Charles himself is inspiring to Princeton’s community of artists. Neither his age nor his health (he had triple bypass heart surgery several years ago) has altered his lifestyle habits that include working out at the gym on a regular basis and painting for several hours everyday. In addition, he is very committed to maintaining the vibrancy of Princeton’s arts community. Twenty-five years ago, he was one of the founding members of the Princeton Artists Alliance, and has been active in several New Jersey arts organizations, including serving as president of the Garden State Watercolor Society.

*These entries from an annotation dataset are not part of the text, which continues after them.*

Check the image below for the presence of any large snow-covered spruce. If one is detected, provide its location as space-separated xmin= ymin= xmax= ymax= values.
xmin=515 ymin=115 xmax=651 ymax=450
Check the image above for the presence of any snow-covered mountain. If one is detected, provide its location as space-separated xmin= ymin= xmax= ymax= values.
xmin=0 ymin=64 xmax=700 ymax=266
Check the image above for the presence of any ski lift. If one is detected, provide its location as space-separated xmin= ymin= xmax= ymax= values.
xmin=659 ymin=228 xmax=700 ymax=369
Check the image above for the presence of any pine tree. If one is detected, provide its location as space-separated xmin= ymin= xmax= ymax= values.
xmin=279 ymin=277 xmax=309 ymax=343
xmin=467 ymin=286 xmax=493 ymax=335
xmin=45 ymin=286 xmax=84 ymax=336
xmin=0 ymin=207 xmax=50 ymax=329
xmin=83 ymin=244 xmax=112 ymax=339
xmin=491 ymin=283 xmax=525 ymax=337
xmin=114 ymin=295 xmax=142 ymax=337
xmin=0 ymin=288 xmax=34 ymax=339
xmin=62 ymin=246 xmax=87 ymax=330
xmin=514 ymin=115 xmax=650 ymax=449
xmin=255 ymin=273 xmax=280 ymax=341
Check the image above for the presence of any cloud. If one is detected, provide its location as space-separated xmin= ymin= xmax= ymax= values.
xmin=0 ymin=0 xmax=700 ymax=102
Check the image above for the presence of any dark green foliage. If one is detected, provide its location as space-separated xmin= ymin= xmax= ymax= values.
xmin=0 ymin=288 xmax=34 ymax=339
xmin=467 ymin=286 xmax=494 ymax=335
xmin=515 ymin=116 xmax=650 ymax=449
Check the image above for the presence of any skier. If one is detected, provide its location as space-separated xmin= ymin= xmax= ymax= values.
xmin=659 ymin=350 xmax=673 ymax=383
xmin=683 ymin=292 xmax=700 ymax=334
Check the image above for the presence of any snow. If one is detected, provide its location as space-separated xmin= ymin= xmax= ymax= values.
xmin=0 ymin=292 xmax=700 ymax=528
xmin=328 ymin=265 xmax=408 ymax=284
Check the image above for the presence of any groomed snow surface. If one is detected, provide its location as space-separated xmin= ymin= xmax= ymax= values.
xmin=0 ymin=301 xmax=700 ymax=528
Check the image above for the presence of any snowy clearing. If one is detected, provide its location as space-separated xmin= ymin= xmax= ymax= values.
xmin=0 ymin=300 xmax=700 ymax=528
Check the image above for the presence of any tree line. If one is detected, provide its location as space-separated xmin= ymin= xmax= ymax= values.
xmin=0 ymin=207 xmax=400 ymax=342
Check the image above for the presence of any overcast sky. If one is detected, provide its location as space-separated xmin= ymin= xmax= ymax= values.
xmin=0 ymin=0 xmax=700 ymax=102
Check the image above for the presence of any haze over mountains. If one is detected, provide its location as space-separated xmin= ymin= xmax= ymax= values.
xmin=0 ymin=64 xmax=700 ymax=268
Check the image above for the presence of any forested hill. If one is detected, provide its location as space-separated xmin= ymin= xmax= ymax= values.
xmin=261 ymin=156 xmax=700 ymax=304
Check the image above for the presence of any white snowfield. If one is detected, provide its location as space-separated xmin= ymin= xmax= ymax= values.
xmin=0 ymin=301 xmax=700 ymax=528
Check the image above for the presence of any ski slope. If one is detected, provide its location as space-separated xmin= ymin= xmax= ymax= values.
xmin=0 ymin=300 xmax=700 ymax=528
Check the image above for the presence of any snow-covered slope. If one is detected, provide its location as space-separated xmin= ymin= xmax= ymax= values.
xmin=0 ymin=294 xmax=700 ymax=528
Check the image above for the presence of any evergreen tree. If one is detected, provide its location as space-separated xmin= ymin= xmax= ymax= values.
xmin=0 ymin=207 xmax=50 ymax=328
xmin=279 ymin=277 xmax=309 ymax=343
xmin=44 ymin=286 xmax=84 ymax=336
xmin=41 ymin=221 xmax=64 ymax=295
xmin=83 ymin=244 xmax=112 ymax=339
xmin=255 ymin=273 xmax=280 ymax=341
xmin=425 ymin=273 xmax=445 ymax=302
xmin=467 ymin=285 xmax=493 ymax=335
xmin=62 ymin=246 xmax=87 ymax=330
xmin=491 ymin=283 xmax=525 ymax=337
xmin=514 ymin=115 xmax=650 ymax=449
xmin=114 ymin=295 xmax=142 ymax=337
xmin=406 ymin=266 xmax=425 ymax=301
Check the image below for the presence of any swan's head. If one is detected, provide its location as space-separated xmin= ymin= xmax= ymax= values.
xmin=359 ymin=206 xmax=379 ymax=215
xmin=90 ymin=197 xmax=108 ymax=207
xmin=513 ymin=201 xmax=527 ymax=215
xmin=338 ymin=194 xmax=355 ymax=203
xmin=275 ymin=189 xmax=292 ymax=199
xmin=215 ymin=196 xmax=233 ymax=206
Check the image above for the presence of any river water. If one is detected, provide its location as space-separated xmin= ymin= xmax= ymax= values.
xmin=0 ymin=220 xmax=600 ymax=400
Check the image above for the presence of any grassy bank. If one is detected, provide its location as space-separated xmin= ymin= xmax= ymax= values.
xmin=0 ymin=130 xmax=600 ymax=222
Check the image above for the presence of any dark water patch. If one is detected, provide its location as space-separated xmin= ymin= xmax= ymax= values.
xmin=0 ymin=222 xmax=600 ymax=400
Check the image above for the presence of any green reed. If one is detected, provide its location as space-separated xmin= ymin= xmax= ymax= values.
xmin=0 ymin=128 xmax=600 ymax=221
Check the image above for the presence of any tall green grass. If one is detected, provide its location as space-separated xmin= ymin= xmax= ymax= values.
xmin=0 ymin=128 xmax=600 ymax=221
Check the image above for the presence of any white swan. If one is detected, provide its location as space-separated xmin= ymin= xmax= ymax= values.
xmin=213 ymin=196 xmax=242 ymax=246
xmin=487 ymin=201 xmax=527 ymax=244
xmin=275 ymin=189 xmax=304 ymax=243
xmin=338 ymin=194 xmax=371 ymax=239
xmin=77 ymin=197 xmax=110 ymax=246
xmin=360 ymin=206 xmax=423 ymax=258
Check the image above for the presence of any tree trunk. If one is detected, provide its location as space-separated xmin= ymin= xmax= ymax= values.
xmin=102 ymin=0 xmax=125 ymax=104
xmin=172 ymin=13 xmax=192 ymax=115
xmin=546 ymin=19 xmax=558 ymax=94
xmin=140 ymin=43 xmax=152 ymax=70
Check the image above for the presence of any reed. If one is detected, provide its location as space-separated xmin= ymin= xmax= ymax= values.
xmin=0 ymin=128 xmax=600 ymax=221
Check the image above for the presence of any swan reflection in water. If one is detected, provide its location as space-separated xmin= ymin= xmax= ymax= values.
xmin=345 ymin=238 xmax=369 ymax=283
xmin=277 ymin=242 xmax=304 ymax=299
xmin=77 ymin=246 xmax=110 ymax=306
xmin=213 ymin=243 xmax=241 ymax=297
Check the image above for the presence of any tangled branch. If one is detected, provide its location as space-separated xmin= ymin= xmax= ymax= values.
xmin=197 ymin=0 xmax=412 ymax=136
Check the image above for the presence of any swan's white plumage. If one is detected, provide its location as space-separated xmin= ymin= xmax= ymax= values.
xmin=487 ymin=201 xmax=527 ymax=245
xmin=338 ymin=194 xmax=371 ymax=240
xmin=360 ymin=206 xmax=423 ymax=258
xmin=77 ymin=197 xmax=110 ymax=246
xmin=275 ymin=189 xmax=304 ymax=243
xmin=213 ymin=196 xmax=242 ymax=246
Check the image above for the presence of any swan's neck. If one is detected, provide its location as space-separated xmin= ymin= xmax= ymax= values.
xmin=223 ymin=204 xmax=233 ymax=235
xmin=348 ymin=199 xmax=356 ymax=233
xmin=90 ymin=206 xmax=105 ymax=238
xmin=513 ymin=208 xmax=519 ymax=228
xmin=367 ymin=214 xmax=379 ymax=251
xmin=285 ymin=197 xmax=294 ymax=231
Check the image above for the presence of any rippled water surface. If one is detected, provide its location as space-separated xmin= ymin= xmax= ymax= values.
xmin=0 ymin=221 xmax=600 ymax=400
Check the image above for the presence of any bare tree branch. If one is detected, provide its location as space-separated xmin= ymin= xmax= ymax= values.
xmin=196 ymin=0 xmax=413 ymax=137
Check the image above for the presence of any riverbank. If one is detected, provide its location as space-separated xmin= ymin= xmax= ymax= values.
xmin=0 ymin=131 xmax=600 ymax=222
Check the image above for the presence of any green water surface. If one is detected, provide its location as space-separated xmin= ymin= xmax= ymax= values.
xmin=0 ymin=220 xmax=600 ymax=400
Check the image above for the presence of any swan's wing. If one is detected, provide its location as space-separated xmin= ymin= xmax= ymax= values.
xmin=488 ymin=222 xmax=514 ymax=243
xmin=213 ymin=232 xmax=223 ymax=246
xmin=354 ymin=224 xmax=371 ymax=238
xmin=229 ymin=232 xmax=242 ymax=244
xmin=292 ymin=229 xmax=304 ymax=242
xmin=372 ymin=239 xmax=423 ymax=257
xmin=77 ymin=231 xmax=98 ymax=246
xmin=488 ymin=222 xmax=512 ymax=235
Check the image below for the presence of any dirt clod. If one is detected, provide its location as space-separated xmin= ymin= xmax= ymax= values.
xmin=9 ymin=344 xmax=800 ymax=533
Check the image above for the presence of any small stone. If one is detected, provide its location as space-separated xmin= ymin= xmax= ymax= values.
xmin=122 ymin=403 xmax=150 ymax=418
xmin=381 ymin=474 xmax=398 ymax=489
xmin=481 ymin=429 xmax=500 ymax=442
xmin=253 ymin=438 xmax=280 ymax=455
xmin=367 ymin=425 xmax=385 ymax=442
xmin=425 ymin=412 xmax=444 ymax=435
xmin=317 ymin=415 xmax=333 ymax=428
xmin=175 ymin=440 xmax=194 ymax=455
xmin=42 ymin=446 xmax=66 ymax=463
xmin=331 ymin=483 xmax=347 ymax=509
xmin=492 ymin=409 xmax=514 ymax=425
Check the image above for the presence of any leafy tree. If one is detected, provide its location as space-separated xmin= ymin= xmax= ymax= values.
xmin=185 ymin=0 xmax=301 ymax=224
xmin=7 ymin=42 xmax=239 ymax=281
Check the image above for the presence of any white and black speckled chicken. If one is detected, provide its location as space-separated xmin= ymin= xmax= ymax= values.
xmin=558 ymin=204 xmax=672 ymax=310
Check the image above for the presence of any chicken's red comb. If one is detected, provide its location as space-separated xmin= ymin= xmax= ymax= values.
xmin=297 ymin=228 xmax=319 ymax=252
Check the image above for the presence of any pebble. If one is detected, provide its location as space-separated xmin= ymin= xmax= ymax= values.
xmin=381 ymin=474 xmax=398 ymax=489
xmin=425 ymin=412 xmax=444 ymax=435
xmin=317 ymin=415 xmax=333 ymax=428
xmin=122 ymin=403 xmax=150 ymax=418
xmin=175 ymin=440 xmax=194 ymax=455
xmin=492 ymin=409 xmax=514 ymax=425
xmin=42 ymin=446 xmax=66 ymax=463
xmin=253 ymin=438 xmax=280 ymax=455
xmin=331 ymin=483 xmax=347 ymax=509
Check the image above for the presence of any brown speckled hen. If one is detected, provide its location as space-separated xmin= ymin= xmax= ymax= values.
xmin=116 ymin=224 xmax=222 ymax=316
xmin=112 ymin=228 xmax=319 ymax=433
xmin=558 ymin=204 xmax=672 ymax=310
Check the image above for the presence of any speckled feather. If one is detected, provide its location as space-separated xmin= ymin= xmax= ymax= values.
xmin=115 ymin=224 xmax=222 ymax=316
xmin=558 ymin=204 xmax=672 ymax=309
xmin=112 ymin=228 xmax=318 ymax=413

None of Charles and Lucy’s three children is an artist, even though all of them love the art. One of the pictures in the exhibit actually belongs to his oldest daughter, who told her father she would outbid anyone who makes an offer on “her” painting. Charles said the family never suffered tension, because of having two artists under the same roof. “Lucy’s and my artwork are not competitive – we differ in style and work goals. We complement one another. Furthermore, we share a sense of humor,” he said.
And that fact bodes well for the possibility of Charles’ next people montage actually might be one that reflects shoppers – and diners – at Costco with overstuffed shopping carts and overstuffed mouths of hotdogs and pizza!
Arts Council of Princeton presents “McVicker at 90: A Retrospective,” an exhibition of works by award-winning Princeton artist Charles McVicker. The exhibit will be on display in the Arts Council’s Taplin Gallery, through March 14, 2020. The 22 paintings on display span the entire length of his career and reflect all of his different styles.